More than two months after the floods in Germany that killed more than 180 people, life in the disaster area is still far from normal. The garbage mountains of mud-stained household items, cars and trees are largely cleared away, the houses stripped of walls and floors.
But before the reconstruction can start seriously, the look goes to Berlin. “They must keep the promises made in the election campaign.”
The square in front of the primary school in Dernau meets a lot: there is free afternoon and dinner for residents, volunteers and handymen are also welcome. You can get clean drinking water, shower and vote since the beginning of this week.
In fact, the Germans are only allowed to go to the polls on Sunday, but in several places in the flood area you will already find ad hoc polling stations. A laptop, a printer, a cardboard box that serves as a voting booth, its nothing more.
“People have lost their voting papers, havent had time to arrange new ones or register for a mailvote. Here we print out a ballot and you can get it right on the bus,” says the agencys cheerful volunteer.
A man in a chore outfit comes in a bike, and he has put his cross in three minutes. Did the disaster still affect his voice? “No, my voice was fixed for a long time, but I was afraid that my voice might be lost. So luckily I could end up here spontaneously.”
The elections in Dernau are not the talk of the day, but people have something else on their mind. But they do know what they expect from politicians: “Money,” says Dernauer Udo Creuzberg convinced. “Demolish, clean up, clean up, everything volunteers could do is done. Now we need professional workmen, electricians, heating installers, plumbers. And we have to be able to pay them.”
Baker wont come back
Dernau is one of the hardest hit villages in the Ahr Valley. Of the 650 houses, 570 have been damaged or destroyed. The damage can be seen in Hauptstrasse. Here the water stood 7 metres high. At least ten houses have already been demolished, a few have a large yellow cross: they are no longer salvable.
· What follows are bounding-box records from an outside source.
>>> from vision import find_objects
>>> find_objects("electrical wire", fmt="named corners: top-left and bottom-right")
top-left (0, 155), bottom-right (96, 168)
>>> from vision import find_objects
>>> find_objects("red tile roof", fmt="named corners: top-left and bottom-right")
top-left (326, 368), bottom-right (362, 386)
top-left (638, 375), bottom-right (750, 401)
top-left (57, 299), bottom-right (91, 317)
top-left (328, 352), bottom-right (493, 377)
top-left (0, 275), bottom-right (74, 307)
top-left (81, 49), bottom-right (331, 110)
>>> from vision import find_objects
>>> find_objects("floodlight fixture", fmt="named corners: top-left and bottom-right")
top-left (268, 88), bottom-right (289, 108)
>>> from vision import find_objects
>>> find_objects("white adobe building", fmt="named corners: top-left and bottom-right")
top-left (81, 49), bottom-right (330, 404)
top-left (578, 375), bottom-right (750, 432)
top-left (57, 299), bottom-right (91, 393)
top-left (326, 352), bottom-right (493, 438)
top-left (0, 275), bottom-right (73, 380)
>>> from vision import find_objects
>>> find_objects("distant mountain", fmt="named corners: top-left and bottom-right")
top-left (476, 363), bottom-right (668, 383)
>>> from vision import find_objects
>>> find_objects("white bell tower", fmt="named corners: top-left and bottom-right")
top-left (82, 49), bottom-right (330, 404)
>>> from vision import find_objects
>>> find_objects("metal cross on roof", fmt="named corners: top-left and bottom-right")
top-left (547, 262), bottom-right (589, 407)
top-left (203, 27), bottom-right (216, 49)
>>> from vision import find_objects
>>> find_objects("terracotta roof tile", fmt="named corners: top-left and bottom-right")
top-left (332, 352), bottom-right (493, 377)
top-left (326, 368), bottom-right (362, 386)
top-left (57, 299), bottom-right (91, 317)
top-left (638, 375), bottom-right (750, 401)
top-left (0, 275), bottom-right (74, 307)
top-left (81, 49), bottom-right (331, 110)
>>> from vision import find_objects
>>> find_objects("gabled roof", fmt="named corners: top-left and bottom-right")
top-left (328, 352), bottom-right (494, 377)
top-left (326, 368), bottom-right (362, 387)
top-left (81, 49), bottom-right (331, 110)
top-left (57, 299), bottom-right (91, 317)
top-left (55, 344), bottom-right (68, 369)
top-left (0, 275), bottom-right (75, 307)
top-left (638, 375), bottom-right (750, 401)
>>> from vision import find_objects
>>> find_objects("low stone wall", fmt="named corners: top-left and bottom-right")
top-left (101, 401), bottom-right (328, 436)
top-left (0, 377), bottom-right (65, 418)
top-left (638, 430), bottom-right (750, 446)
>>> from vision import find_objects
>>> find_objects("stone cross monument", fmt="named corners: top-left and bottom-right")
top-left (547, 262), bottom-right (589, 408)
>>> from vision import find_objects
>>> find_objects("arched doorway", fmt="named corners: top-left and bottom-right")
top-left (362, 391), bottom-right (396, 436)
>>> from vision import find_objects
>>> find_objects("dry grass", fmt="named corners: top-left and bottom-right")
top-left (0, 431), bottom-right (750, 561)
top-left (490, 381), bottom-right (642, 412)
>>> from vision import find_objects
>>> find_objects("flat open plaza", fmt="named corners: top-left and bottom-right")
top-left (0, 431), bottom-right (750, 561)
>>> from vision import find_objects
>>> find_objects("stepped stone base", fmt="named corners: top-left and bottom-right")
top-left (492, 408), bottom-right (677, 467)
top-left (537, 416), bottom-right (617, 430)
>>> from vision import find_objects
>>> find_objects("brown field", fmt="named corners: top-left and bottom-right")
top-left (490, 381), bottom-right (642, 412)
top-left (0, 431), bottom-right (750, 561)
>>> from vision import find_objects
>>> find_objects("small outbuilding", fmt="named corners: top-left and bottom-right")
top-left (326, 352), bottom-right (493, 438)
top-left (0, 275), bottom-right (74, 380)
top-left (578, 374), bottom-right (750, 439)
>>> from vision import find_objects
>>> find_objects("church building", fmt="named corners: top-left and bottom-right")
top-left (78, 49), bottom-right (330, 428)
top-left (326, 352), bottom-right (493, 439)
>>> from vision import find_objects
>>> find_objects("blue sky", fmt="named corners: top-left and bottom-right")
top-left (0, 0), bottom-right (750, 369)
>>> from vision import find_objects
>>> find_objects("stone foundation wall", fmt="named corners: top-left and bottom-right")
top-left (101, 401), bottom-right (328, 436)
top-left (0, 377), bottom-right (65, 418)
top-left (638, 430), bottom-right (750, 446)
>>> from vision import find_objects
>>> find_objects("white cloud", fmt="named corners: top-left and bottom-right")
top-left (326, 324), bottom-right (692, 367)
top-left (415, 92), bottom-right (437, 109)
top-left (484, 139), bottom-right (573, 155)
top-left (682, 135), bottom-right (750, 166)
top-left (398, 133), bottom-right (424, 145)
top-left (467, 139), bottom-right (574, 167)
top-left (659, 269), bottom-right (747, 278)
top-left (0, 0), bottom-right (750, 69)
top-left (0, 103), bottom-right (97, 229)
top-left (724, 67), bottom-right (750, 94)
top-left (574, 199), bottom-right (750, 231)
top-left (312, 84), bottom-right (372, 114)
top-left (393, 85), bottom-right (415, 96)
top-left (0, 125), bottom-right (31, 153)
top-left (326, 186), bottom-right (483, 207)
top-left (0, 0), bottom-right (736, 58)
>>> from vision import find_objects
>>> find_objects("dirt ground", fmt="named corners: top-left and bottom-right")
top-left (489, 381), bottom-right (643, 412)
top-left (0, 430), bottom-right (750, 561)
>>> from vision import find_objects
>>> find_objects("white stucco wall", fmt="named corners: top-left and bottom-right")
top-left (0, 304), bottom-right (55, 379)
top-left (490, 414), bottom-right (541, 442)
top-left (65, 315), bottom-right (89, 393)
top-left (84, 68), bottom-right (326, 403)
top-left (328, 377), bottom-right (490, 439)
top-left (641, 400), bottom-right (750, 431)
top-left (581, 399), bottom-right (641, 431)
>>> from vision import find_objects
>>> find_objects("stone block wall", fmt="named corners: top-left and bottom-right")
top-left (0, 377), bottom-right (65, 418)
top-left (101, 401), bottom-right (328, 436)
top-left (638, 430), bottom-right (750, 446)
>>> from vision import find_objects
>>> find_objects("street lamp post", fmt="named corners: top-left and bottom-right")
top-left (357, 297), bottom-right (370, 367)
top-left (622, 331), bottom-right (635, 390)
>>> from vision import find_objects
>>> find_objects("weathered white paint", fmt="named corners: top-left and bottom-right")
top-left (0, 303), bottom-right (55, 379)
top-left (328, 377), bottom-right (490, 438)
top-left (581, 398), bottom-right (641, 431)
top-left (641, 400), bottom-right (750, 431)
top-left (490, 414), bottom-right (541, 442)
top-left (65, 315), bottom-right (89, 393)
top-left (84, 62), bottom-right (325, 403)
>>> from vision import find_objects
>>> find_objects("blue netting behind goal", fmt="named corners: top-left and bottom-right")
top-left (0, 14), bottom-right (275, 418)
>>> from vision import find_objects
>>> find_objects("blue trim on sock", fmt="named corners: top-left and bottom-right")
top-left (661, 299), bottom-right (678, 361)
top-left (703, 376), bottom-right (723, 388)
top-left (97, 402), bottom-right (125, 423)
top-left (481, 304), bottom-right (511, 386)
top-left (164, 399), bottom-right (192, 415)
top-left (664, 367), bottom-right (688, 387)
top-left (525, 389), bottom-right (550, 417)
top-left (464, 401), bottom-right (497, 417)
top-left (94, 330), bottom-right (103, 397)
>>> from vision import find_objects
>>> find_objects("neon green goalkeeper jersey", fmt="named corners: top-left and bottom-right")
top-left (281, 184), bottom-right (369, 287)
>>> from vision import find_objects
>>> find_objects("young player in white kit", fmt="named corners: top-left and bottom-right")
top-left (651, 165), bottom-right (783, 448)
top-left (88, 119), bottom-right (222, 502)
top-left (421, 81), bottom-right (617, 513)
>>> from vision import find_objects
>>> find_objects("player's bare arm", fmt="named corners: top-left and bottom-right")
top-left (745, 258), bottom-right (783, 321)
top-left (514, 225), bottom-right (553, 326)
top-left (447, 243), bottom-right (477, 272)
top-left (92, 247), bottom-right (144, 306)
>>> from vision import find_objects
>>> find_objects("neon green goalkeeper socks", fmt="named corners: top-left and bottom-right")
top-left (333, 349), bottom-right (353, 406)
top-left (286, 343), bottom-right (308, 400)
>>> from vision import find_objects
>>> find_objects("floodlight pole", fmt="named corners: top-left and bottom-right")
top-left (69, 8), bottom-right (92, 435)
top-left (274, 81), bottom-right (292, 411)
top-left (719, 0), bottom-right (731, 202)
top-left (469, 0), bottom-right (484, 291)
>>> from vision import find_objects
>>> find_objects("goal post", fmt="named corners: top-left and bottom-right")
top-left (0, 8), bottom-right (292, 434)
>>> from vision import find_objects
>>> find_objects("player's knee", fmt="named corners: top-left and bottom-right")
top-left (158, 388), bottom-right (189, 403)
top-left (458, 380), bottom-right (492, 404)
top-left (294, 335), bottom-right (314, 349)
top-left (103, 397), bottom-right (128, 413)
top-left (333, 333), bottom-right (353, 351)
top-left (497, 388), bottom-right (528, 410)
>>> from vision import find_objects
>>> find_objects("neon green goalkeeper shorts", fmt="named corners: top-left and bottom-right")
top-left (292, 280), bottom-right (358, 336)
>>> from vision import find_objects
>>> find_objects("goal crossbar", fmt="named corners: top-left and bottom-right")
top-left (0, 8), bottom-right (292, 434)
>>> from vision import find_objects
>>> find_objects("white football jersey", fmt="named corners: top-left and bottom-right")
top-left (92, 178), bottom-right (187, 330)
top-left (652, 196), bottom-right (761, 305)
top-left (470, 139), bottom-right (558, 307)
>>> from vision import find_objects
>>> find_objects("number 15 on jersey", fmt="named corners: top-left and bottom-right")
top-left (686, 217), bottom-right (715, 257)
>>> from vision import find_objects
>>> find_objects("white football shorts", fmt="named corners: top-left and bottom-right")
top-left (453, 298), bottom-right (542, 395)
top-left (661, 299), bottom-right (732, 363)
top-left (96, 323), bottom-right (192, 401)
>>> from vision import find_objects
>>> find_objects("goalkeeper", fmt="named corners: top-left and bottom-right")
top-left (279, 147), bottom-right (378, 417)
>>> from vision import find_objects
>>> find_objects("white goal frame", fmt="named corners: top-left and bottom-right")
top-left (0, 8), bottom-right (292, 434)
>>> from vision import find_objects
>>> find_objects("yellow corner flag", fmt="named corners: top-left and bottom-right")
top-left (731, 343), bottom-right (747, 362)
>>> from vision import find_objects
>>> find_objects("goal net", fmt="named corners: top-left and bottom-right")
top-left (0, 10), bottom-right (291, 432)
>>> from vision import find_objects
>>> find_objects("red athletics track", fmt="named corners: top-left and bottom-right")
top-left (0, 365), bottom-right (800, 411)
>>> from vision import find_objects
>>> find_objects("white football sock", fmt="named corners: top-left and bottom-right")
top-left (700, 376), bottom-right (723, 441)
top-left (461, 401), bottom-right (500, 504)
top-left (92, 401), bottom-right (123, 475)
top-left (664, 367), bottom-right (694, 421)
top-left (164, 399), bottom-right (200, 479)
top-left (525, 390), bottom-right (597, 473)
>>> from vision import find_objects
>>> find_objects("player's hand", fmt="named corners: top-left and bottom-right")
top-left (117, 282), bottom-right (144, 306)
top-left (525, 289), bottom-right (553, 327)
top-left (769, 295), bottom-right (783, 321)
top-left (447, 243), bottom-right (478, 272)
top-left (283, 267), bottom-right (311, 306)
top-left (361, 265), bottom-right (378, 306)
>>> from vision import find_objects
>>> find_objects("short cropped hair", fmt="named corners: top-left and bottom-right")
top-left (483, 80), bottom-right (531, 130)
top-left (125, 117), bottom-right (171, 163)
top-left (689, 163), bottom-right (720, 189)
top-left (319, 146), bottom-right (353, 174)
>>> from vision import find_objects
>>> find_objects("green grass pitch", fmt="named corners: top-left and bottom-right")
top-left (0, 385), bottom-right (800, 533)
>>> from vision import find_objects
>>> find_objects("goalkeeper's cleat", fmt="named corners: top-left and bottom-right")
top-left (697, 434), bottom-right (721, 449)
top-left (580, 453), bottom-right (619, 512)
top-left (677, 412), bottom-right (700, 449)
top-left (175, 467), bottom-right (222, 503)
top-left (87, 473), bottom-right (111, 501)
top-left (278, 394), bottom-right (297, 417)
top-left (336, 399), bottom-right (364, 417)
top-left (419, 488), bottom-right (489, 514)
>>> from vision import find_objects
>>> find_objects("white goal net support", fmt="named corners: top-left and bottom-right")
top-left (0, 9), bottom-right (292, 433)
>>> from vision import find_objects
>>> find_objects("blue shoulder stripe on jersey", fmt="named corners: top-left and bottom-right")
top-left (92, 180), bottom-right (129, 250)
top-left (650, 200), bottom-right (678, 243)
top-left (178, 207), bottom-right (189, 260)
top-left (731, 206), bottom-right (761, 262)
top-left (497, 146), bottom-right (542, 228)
The bakery, the butcher, the supermarket, the buildings are still there, but are not much more than an empty sleeve. Mayor Alfred Sebastian says the baker has no intention of coming back. “This was the heart of our village and its no longer true.”
This is what the village looks like now:
To save the future of his village, he has been relying on help from the state and politics of Berlin, says Sebastian. He worries that as time goes by, attention to the area disappears. Together with other mayors in the region, he wrote a letter to Chancellor Merkel: “So they dont forget us, even after the elections.”
Sebastian is happy with the money pledged by the government so far (EUR 30 billion, ed.). In particular, the promise of reimbursing the damage suffered by the people who are not insured is particularly important. Just like making pace: the promised money needs to be paid out quickly.
Hurry is also required when installing heaters. Not only because autumn is palpable, but also to save the remaining homes. “The walls need to be dry before it gets really cold,” says installer Danny Nürnberg. “When the water in the walls freezes, it expands and creates mini-hours. And then you can throw all these houses down in spring”.
Nürnberg, together with his team, is setting up provisional heating at sixteen homes in Dernau today. This is all done voluntarily and with donated materials: another example of the driving force of charity in Dernau.
One of Nürnbergs stops is Pension Sebastian. Owner Katrin Zetsche-Josten is relieved: “We are bivouacizing in the attic, so far with a jet stove, but it really got cold. And its also important for the walls.”
The question about politics to her as well. Do the floods or the way politics coped with them affect her vote for Sunday? “My trust in politics has gotten a cheek. Also because we havent been warned well beforehand.”
particular, a subsequent government expects them to require insurers to insure people in high-water areas. “We want to live here and rebuild our home. But then I have to be able to get insurance for a normal premium.”
Mayor Sebastian is also thinking about insurance and whether the insurers pay enough money to rebuild houses in such a way that they can withstand high tide.
But he is most concerned about the mental health of his Dernauers. “The houses are empty, but the heads are not. People stand in front of their homes, seebig nothing and wonder how long it will take them to live here again. I just hope they keep the courage.”